Hinter den eidgenössischen Räten liegt eine Session, die von technischen Geschäften wie AHV, BVG oder der Mehrwertsteuer geprägt war. Für viel Gesprächsstoff sorgte die Frage, ob die Wiederausfuhr von Kriegsmaterial unter Einhaltung der Neutralität möglich sein soll. Die aktuelle Regelung gegen die Weitergabe von Rüstungsgütern stösst nicht nur bei unseren Partnern auf Unverständnis, sie schadet dem Rüstungsstandort Schweiz und vor allem der Glaubwürdigkeit unseres Landes massiv. Ja, in vielen Staaten stösst unsere Haltung auf unverhohlene Ablehnung und lässt die Schweiz sehr isoliert dastehen, auch in der westlichen Wertegemeinschaft – nicht gerade die beste Basis für künftige (bilaterale) Verhandlungen!

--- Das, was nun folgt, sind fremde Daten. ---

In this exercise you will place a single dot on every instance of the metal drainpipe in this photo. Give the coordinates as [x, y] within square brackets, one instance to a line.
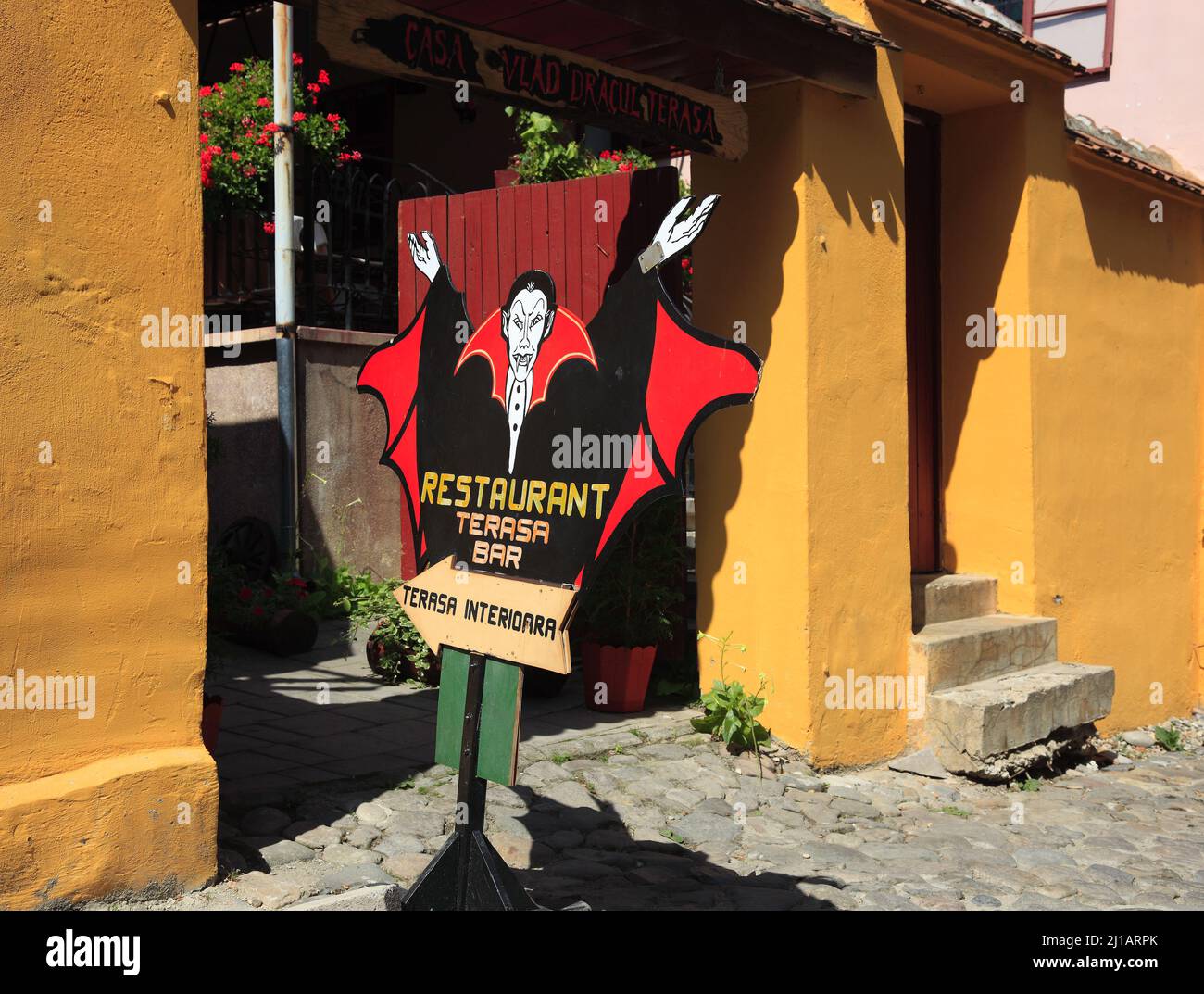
[285, 313]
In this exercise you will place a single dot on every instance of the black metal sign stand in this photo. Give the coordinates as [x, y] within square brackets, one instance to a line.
[468, 874]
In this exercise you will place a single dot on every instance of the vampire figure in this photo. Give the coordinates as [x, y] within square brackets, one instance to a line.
[525, 446]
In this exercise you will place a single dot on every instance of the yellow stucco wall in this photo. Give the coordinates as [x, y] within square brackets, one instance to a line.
[1116, 533]
[803, 547]
[97, 524]
[1047, 475]
[1047, 460]
[986, 394]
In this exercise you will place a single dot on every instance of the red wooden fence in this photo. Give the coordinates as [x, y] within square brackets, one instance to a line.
[488, 237]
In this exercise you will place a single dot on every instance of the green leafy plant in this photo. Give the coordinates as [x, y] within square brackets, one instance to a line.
[242, 602]
[1169, 738]
[549, 153]
[731, 711]
[237, 136]
[398, 649]
[631, 601]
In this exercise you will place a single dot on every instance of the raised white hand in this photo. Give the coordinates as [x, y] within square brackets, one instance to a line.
[675, 233]
[425, 255]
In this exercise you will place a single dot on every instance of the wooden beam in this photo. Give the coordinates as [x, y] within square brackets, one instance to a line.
[396, 40]
[747, 31]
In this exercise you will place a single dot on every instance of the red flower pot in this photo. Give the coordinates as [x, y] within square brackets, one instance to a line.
[624, 672]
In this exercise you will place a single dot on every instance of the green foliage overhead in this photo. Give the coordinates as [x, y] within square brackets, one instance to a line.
[549, 153]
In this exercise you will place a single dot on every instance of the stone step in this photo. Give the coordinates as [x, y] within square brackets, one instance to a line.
[949, 597]
[968, 649]
[991, 728]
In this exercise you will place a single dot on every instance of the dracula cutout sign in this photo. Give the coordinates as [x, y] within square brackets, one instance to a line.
[528, 441]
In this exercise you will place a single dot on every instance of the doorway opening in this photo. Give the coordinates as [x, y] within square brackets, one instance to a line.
[922, 149]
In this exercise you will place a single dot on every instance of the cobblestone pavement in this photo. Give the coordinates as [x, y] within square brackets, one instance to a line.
[655, 816]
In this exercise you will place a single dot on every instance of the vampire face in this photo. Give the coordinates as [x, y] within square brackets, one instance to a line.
[526, 320]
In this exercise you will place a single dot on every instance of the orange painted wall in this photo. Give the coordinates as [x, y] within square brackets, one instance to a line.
[103, 480]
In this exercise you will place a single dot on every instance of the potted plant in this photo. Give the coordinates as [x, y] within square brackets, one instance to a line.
[627, 610]
[395, 650]
[237, 135]
[277, 614]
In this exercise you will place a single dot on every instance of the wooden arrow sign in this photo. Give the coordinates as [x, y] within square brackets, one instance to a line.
[518, 621]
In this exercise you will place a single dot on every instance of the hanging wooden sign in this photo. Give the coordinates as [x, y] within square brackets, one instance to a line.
[395, 40]
[525, 441]
[512, 620]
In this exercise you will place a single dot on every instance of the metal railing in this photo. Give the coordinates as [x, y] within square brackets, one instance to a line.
[347, 219]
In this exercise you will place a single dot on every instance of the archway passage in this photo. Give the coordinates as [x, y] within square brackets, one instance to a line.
[922, 136]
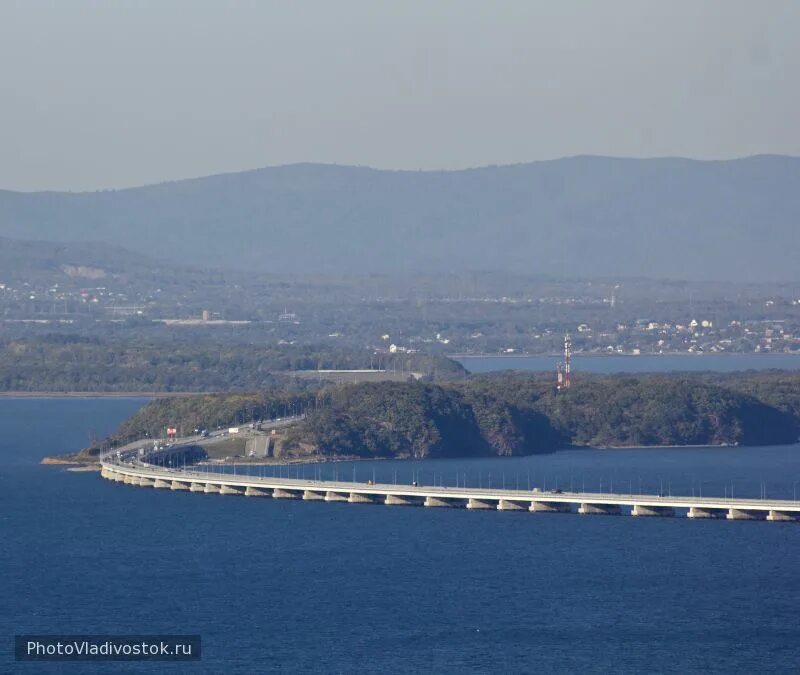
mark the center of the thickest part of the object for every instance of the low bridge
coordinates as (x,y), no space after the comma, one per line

Im Ständerat diskutierten wir über Änderungen am Kriegsmaterialgesetz, vor allem aber diskutierten wir über unsere Neutralität. Kann man heute guten Gewissens neutral bleiben, wenn es um die Durchsetzung des Völkerrechts geht? Und wie neutral ist es, wenn wir Deutschland, Dänemark oder Spanien untersagen, vor Jahren bei uns gekaufte Munition oder Waffen an die Ukraine weiterzugeben? Ich stehe zur Neutralität unseres Landes, aber ich wehre mich gegen Denkverbote. Aktuell vermisse ich eine breit angelegte Debatte darüber, welches die sicherheitspolitischen Interessen der Schweiz sind und inwiefern unsere Neutralität diesen noch gerecht wird. Denn weder die Wiederausfuhr von früher verkauftem Kriegsmaterial noch Sanktionen haben etwas mit Neutralitätsrecht zu tun. Das Haager Abkommen von 1907 über die Rechte und Pflichten von neutralen Staaten hält lediglich fest, dass diese keinen Krieg führen dürfen und alle Kriegsparteien gleich behandeln müssen.

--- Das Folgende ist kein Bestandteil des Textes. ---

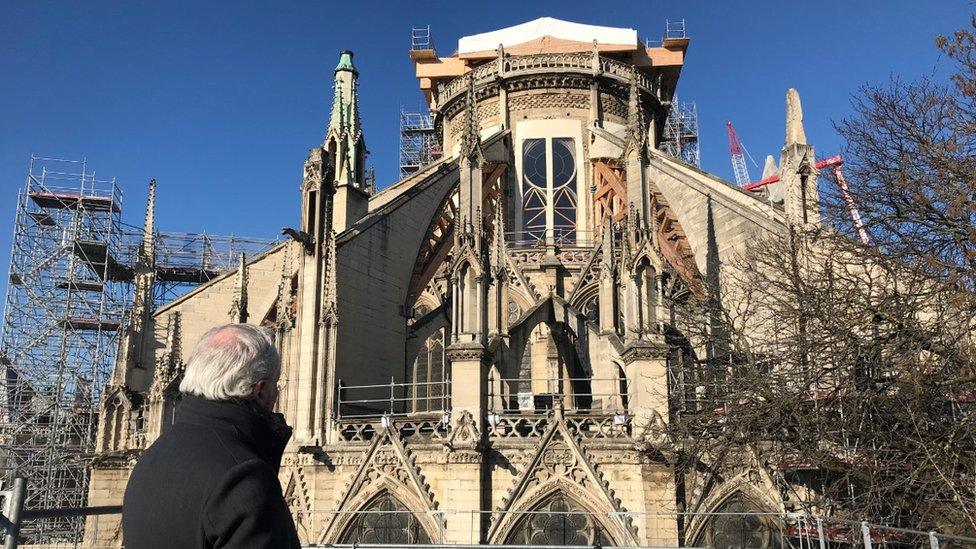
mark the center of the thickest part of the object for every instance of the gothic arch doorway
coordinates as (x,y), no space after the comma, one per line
(558,520)
(385,520)
(738,524)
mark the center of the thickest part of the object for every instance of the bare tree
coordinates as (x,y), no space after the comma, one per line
(849,371)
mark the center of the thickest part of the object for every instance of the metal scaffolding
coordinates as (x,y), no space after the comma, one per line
(680,138)
(419,145)
(68,298)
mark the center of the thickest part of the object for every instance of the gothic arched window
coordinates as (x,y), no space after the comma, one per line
(558,521)
(736,524)
(549,181)
(429,374)
(563,190)
(384,521)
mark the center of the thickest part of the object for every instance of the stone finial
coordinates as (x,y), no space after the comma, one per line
(794,119)
(770,169)
(636,126)
(147,247)
(238,312)
(499,250)
(471,133)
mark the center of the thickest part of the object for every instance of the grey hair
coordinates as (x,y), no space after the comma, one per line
(229,360)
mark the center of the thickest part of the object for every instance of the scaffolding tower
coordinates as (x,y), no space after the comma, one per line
(68,299)
(419,145)
(680,138)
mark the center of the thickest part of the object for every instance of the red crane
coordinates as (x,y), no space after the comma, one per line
(834,162)
(739,167)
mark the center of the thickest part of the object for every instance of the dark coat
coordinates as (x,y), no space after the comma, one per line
(211,480)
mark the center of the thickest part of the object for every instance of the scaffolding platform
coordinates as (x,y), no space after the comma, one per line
(74,200)
(73,266)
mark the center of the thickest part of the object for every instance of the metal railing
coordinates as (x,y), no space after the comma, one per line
(575,394)
(392,399)
(456,529)
(582,63)
(561,237)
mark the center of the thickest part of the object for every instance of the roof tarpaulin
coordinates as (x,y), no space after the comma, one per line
(546,26)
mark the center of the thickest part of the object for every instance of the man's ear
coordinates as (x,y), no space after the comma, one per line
(261,394)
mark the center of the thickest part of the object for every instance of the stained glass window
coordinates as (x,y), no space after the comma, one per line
(738,525)
(549,180)
(563,190)
(534,189)
(429,374)
(385,521)
(557,521)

Der Mythos hält sich hartnäckig, dass die Neutralität unser Land in den vergangenen 200 Jahren vor Kriegen bewahrt hat. Viele klammern sich krampfhaft an einen fast heilig anmutenden Neutralitätsbegriff, wollen zurück ins Réduit und eine allumfassende Neutralität in der Verfassung verankern. Es ist höchste Zeit, dass wir diese idealisierte Neutralitätsvorstellung einem Realitäts-Check unterziehen und offen darüber diskutieren, wie wir unsere in die Jahre gekommene, passive und isolationistische Neutralität in eine zeitgemässe, wertebasierte, proaktive und kooperative Neutralität reformieren können.